Alma is an unincorporated community and census-designated place in Catron County, New Mexico, United States, north of Glenwood and south of Reserve. As of the 2020 census, Alma had a population of 47.
==History==
Sergeant James C. Cooney laid out a town on site of Alma in the early 1870s, but left it undeveloped. The town was bought by a Captain Birney, who named it "Alma" for his mother. In 1882 the U.S. Post Office opened in Alma, lasting until 1931.

The town was home of Butch Cassidy and the Sundance Kid's infamous Wild Bunch gang for a short period. They worked at the nearby WS ranch. Reportedly, the foreman and ranch manager were very happy with the Wild Bunch's work since the rustling stopped while they were employed at the ranch. Tom Ketchum, Harvey Logan and William Antrim, Billy the Kid's stepfather, also lived in Alma at some point. Artist Olaf Wieghorst once worked on the Cunningham Ranch near Alma.

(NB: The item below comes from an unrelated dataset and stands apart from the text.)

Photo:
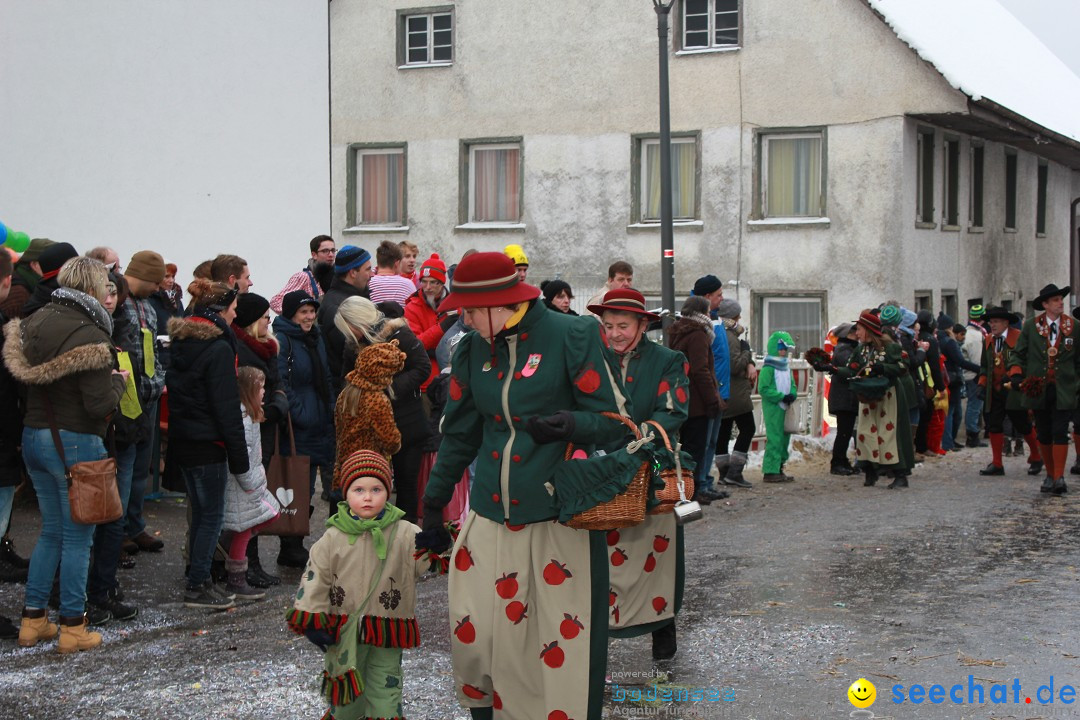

Charlie Siringo wrote that Butch Cassidy "ran a saloon there under the name of Jim Lowe."

Alma is the site of a Boot Hill cemetery, which is located about two miles north of the town.

===Alma Massacre===

The "Alma Massacre" involved an Indian raid on United States settlers' homes around Alma in 1880. As many as 41 people were killed during and immediately after the event. There were two memorials erected to commemorate these events.

==Present==

Today, Alma is labeled as a "ghost town" by the New Mexico Tourism Department. Situated on U.S. Route 180, the town has a restaurant and a small store, as well as a few dozen scattered homes. There is a cemetery with more than 100 burials dating from the 1880s to present. The well-kept grounds are marked with a hand-crafted sign. There are several other cemeteries in Alma's proximity, as well, including the WS Ranch Cemetery and Cooney's Tomb.

The town is in the middle of the Blue Range Wilderness, which is part of New Mexico's Gila National Forest and the Apache-Sitgreaves National Forest in Arizona.

In the 1998 the United States Fish and Wildlife Service reintroduced the Mexican gray wolf to its historic range, including the area surrounding Alma. Ranchers in the area have expressed concerns about the impact of the wolf on the local cattle population while environmentalists contend that ranchers are not managing their herds properly. In 2000 a local newspaper reported a number of wolf sightings and wolf attacks on cattle. Meanwhile, environmentalists in the area contend that the federal government is acting in the favor of the ranchers, with forty-nine percent of all reintroduced wolves "captured or killed because of conflicts with ranchers." The wolf reintroduction program remains a "hot issue", and there are environmentalists, ranchers, law enforcement, and a variety of others involved.

==Demographics==

Historical population
| Census | Pop. | Note | %± |
| 2020 | 47 |  | — |
U.S. Decennial Census

==Education==
It is in the Reserve Independent School District.

==Bibliography==
- Stanley, F. (1960) The Alma Story.
- Reed, O. (2005) "In a remote cemetery, far from home, lie the soldiers killed in a Christmastime skirmish with Apaches," Albuquerque Tribune. 12/22/05.